I was going to say "Me, too." but then I realised it's better to be slightly imperfect and avoid being followed _everywhere_ by hordes of starry eyed admirers.


----------



## Watchful (Apr 9, 2016)

My wife chuckled.


----------



## DanOstergren (Apr 9, 2016)

wyogirl said:


> Your shots really are amazing.  I have a question.... What was your reasoning for pushing the ISO and using the higher shutter speed?
> I'm not criticizing... I want to understand your process and learn from you.


Thank you. 

My hand isn't the most steady, especially when using the 135mmL lens, so the faster shutter speed helps ensure crisp focus especially when I'm not shooting completely wide open (which causes you to either slow your shutter or boost the ISO, and I would rather boost the ISO). The extra light sensitivity in the sensor also helps create a bit of a dreamy feel with back-lit shots, and is helpful in the early morning as the sun is rising and the light is low.
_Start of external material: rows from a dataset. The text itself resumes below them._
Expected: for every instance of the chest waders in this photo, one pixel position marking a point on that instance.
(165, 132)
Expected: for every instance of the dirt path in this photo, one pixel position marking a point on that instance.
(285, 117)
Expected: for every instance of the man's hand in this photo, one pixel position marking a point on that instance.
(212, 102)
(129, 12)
The grain doesn't bother me, although it can be a lot considering I'm shooting with a camera body from 2008, but the only way you can usually see it is by zooming all the way in and really inspecting the image, although I don't think the model, his agency, or any publication is going to care about grain.


----------



## DanOstergren (Apr 9, 2016)

Watchful said:


> My wife chuckled.


Oh, I'm chuckling as well as I say to myself "It just isn't fair".


----------



## DanOstergren (Apr 9, 2016)

The_Traveler said:


> When I grow up, I want to look like him.


Hahaha, me too. He definitely won the genetic lottery. 



Granddad said:


> The_Traveler said:
> 
> 
> > When I grow up, I want to look like him.
> ...


I'd still like to know what it feels like.


----------



## jcdeboever (Apr 9, 2016)

Watchful said:


> My wife chuckled.


My wife said yum... Maybe I can print out a poster and tape it to the ceiling tonight. 
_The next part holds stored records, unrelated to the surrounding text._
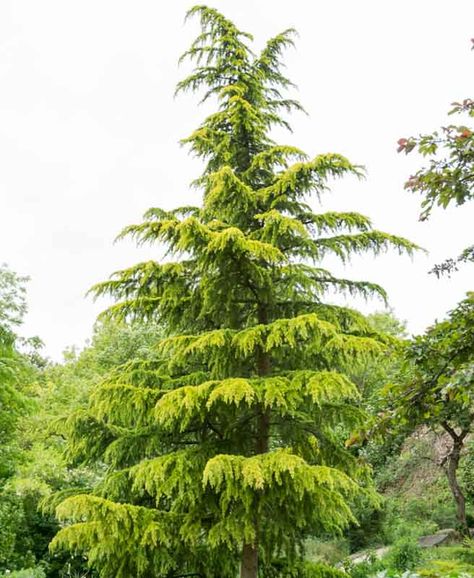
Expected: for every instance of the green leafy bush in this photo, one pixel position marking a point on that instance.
(405, 555)
(36, 572)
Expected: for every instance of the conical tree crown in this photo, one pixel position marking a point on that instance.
(229, 449)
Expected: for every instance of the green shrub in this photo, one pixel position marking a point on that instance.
(36, 572)
(404, 555)
(281, 569)
(330, 551)
(369, 567)
(446, 569)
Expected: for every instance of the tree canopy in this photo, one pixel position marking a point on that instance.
(227, 449)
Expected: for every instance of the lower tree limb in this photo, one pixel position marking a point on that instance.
(249, 564)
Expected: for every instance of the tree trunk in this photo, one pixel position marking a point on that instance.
(249, 560)
(249, 565)
(460, 500)
(451, 470)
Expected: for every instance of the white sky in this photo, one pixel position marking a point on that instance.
(89, 130)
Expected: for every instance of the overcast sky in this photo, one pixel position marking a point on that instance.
(89, 134)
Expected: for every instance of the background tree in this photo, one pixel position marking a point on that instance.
(449, 176)
(229, 450)
(441, 392)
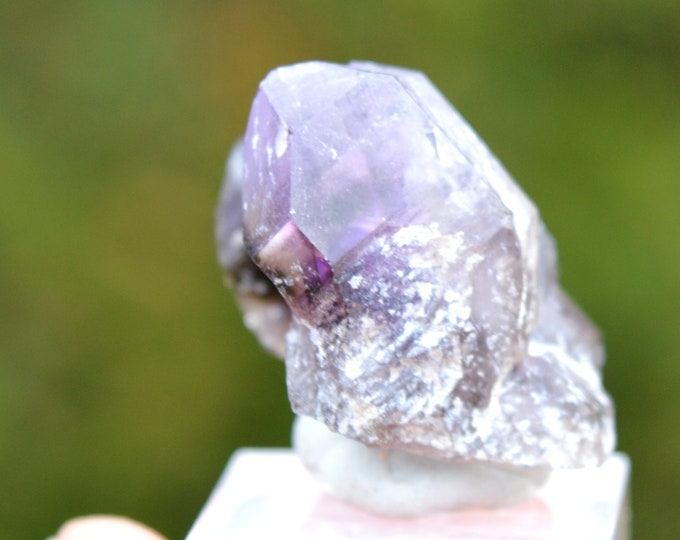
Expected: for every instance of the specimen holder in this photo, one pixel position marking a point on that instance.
(267, 494)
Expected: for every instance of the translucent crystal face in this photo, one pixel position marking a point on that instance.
(426, 310)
Sent from my XT1254 using Tapatalk


----------



## sscarmack (Apr 9, 2016)

The second shot is my favorite! The hair, the facial hair, the eyes........haha 


Nicely done Dan


----------



## Watchful (Apr 9, 2016)

He's definitely not everyone's idea of good looking, too pretty boy is what my wife said.
She compared him to the boy models on Sale of the Century game show.
I am not attracted to any man, so to me all are ugly. 
I have to defer to her in these cases.
He does look a bit like my father in his marine corps days though.


----------



## DanOstergren (Apr 9, 2016)

Watchful said:


> He's definitely not everyone's idea of good looking, too pretty boy is what my wife said.
> She compared him to the boy models on Sale of the Century game show.
> I am not attracted to any man, so to me all are ugly.
> I have to defer to her in these cases.
> He does look a bit like my father in his marine corps days though.


I never assumed he was everyone's idea of attractive, but he is certainly very attractive to me.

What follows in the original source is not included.